Experts told BW Businessworld that prioritising and investing in cybersecurity during the early stages of operations is crucial for SMEs for several reasons. However, SMEs often lack the robust security infrastructure that larger businesses have, making them more vulnerable to cyberattacks. Investing in cybersecurity from the start is more cost-effective than dealing with the aftermath of a breach, which can include financial losses, reputational damage, and legal consequences.  

“Further, as SMEs grow and collect more data, they become attractive targets for cybercriminals seeking valuable information. Hence, by not treating security as an afterthought and establishing stringent cybersecurity practices right from the beginning, SMEs can build a solid foundation to safeguard themselves from cyberattacks,” added Clover Infotech’s Kripalani. 

Small businesses tend to have limited resources for robust security, and since start-ups and SMEs are highly data-driven, attackers look at them as prime targets. This is why ransomware attacks have become so prevalent because even if they don’t get a payout, they gain valuable data. Data that can’t be recreated or retrieved without robust security. This can destroy not only their business but even their reputation.  

According to our State of Ransomware 2023 report, 44 per cent of Indian companies hit by ransomware attacks paid the ransom. An average bill of USD 1.03 million was faced by Indian companies after being hit by a ransomware attack, without any guarantee that their data would be returned.  

“A few ways in which businesses can keep their data safe include keeping software up-to-date, having strong firewall systems, training employees to be alert to phishing attempts, regularly backing up data securely, and implementing zero-trust systems and active threat detection,” Sharma added.

Consequences

“Indian SMEs are driving the India growth story and therefore find themselves as an attractive target for ransomware attackers from across the globe.

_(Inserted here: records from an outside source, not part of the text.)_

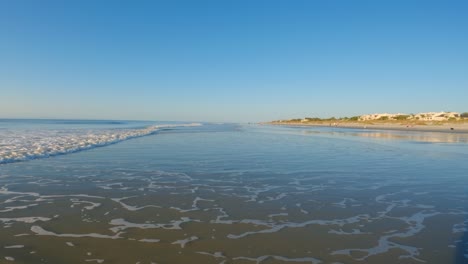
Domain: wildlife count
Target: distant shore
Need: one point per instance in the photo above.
(445, 127)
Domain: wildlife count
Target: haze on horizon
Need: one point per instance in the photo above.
(231, 60)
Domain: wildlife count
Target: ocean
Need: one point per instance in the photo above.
(172, 192)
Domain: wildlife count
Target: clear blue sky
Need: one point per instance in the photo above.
(231, 60)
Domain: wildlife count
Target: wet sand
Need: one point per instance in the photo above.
(445, 127)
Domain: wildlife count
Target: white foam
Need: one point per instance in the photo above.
(281, 258)
(183, 242)
(28, 220)
(42, 232)
(14, 246)
(95, 260)
(149, 240)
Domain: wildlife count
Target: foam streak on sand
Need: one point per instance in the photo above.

A ransomware attack on an SME can lead to an outage of services, delay in deliveries and even loss of revenue and reputation in our highly competitive market. Therefore, it is absolutely imperative that organisations prepare to ward off such attacks and have a recovery strategy in place before they are attacked. 

“Lack of resources and preparedness leads to a loss of reputation and has a direct impact. Therefore, SMEs have to respond by having the right tools and technologies to keep the attackers at bay and more so, be prepared to recover from such an attack. Organisations can leverage simple strategies like the two-two-one rule– at least three copies of data, in two different media and at least one of them offsite– paving the way for a quick recovery. There are solutions which help is prevention and early detection of attacks– with the evolving nature of the attacks, it is always recommended that a formidable recovery strategy should be in place,” asserted Shuja Mirza, Director, Solutions Engineering, NetApp India.

Kripalani explained that cyberattacks have varied intentions, majorly it is financial gain through monetary theft, data theft, or business disruption. Small businesses are frequently targeted due to their perceived vulnerability resulting from limited resources, inadequate awareness, and weaker security measures. Attackers use these factors to access valuable data, exploit vulnerabilities, and take advantage of weaknesses. 

Also, the impact of such attacks, especially on small businesses, is not limited to financial loss. It can lead to reputation damage, loss of business, and operational disruption, and can threaten the very survival of the business. Mitigation involves acknowledging these threats, prioritising cybersecurity, and adopting measures to counteract potential attacks effectively. 

The lack of resources, legacy technologies, the evolving nature of end-point devices, and the unavailability of skilled manpower make smaller businesses more susceptible to cybersecurity threats. Moreover, this coupled with the hybrid work culture has given cybercriminals an increased number of avenues to launch their attacks. This has made the SME segment a soft target for most cyber criminals given their lack of preparedness to address the rising cybersecurity challenges.